Recently, Eric S. Lander, president of the Broad Institute of MIT and Eric E. Schmidt, executive chairman of Alphabet, worried about the lack of funding for research in the US, shared an op-ed in the Washington Post,
“The United States has the most dynamic private sector in the world, with entrepreneurs, investors, big companies and capital markets all eager to license technologies and launch start-ups. But those ventures are often driven by technologies that come from basic research. Few companies undertake such research because its fruits are typically too unpredictable, too far from commercialisation and too early to be patentable.
That’s where government comes in. While investing in basic research typically doesn’t make sense for a business, it has been a winning strategy for our nation. For 60 years, the federal government has invested roughly a penny on each dollar in the federal budget into research at universities and research centers. In turn, these institutions have produced a torrent of discoveries and trained generations of scientific talent, fuelling new companies and spawning new jobs.”
In other words – do.not.cut.funding.in.science.and.technology.
4. Competitive landscape
One major concern to be addressed is the rise of superstar firms. In “The Fall of the Labor Share and the Rise of Superstar Firms”, Autor, Dorn, Katz, Patterson and Van Reenen posit that if globalisation or technological changes advantage the most productive firms in each industry, product market concentration will rise as industries become increasingly dominated by superstar firms with high profits and a low share of labour in firm value-added and sales.
They found that, “firms with superior quality, lower costs, or greater innovation reap disproportionate rewards relative to prior eras. Since these superstar firms have higher profit levels, they also tend to have a lower share of labour in sales and value-added. As superstar firms gain market share, across a wide range of sectors, the aggregate share of labour falls.”
From the FT article “Competition is not for losers – even in the digital era”, John Thornhill writes, “Competition policy has long been viewed predominantly as a tool to promote economic efficiency. But it remains a political and social construct. As such it must be reinvented to match the needs of our times, whichever economic story you believe.”

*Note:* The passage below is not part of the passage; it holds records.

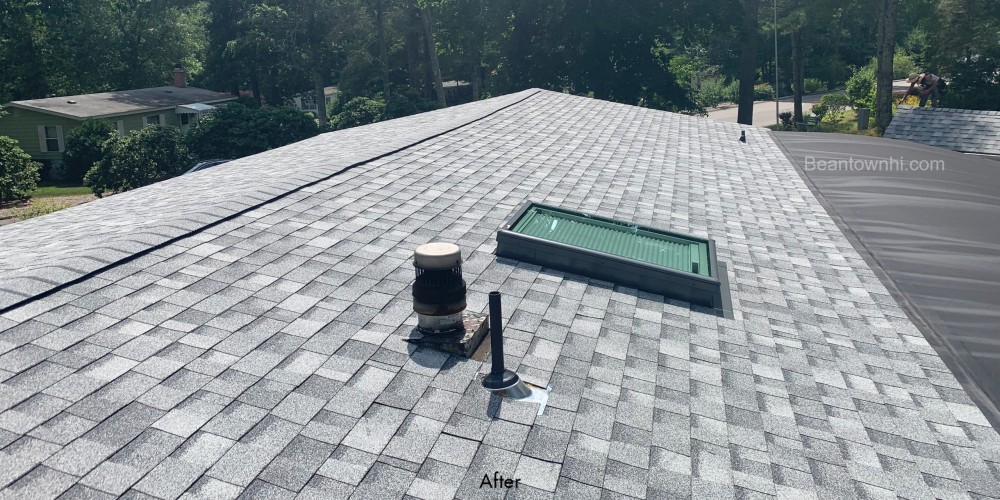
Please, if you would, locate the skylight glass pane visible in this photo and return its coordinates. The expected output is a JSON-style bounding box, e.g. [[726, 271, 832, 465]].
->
[[512, 205, 711, 276]]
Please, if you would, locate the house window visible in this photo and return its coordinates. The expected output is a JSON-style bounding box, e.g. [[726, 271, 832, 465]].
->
[[38, 125, 63, 153], [45, 127, 59, 151]]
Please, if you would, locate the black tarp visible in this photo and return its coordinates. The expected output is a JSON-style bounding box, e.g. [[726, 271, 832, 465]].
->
[[775, 132, 1000, 429]]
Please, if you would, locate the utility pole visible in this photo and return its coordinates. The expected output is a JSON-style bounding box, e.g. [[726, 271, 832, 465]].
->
[[774, 0, 781, 127]]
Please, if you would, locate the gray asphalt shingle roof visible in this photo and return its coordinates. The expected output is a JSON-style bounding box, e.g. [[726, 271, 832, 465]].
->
[[885, 106, 1000, 155], [0, 91, 1000, 499]]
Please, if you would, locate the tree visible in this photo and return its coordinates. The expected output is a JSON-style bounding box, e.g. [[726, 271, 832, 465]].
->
[[331, 97, 385, 130], [736, 0, 760, 125], [420, 5, 448, 108], [875, 0, 896, 134], [84, 125, 193, 197], [0, 136, 42, 203], [184, 102, 319, 160], [63, 118, 117, 184]]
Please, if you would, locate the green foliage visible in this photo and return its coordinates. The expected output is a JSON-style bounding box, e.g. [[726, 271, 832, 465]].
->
[[63, 119, 117, 184], [892, 47, 921, 80], [0, 0, 206, 102], [778, 111, 792, 130], [184, 102, 319, 160], [753, 83, 774, 101], [383, 90, 440, 120], [330, 97, 386, 130], [83, 125, 193, 197], [13, 200, 71, 221], [694, 77, 726, 108], [812, 93, 851, 121], [802, 78, 829, 94], [847, 59, 875, 109], [0, 136, 42, 203], [942, 50, 1000, 110]]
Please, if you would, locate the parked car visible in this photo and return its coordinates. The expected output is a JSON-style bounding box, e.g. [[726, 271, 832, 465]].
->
[[184, 158, 233, 174]]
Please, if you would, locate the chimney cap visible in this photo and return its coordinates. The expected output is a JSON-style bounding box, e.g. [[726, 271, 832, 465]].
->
[[413, 242, 462, 269]]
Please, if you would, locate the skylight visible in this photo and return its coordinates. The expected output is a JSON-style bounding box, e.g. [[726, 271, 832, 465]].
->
[[497, 202, 723, 309]]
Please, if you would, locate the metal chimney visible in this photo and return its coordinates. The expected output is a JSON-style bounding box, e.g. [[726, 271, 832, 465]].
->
[[407, 243, 487, 357], [413, 243, 466, 333]]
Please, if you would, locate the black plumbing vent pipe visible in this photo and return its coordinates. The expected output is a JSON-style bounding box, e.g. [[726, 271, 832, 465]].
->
[[483, 292, 530, 392]]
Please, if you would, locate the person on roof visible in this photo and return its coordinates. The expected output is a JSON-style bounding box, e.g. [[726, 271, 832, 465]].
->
[[900, 73, 946, 108]]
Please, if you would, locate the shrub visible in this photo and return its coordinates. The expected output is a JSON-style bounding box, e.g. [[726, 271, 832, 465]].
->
[[778, 111, 792, 130], [183, 102, 319, 160], [802, 78, 827, 94], [0, 136, 42, 203], [63, 119, 116, 184], [722, 78, 740, 102], [847, 60, 875, 109], [330, 97, 385, 130], [13, 201, 71, 221], [812, 94, 850, 120], [84, 125, 194, 197], [753, 83, 774, 101]]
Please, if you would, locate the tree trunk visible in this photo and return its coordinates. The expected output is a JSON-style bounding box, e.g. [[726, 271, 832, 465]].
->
[[420, 6, 448, 108], [250, 67, 264, 106], [375, 0, 389, 98], [405, 4, 423, 90], [312, 65, 327, 127], [472, 64, 483, 101], [875, 0, 896, 135], [736, 0, 760, 125], [791, 30, 805, 123]]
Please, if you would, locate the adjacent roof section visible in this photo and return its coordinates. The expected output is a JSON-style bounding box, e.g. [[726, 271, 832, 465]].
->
[[885, 106, 1000, 155], [0, 91, 1000, 500], [0, 91, 532, 311], [10, 87, 234, 120]]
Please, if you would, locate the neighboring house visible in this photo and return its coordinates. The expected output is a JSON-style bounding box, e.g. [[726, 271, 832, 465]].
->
[[0, 89, 1000, 499], [292, 86, 340, 113], [884, 106, 1000, 157], [0, 70, 235, 163]]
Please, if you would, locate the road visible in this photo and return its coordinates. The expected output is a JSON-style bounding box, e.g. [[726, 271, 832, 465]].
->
[[708, 80, 909, 127]]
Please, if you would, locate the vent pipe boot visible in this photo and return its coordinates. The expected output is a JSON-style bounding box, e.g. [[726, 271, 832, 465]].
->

Unlike previous episodes of increasing firm concentration though these superstar firms may be the ones undertaking the kind of ground-breaking research that delivers a better future, without hurting consumers through higher prices which are often close to zero marginal cost anyway. It will be important to rebalance the patent system such that these new giants can’t lock out rivals forever through litigation and to occasionally make these new natural monopolies open up their data to others.
Nothing comes without costs, especially in a technological revolution such as this. We are potentially facing massive unemployment and a tsunami of shifting and re-ordering of the workforce as we have never known before.
What may place us at risk is our inability to reform ourselves, and our way of doing, in time to mitigate the negative impact on the workforce. What concerns me is that in assuming a defensive position against technology, we fail to capture all of the abundant dividends the technology may bring us.
Worse still, if we let the old technology crystallise for lack of enthusiasm and nostalgia for the past. All this, because we fear the future too much and act too little in the present.
We should approach the future of work with optimism instead. Creativity, lateral thinking and ambition are all human strengths that will allow us to achieve great things in conjunction with machines.
Given the rich bounty of automation we’ll also be able to raise the living standards of every human being on earth, while at the same time making the remaining work more meaningful and less soul-destroying, whether through fewer hours spread across more people or through more interesting work.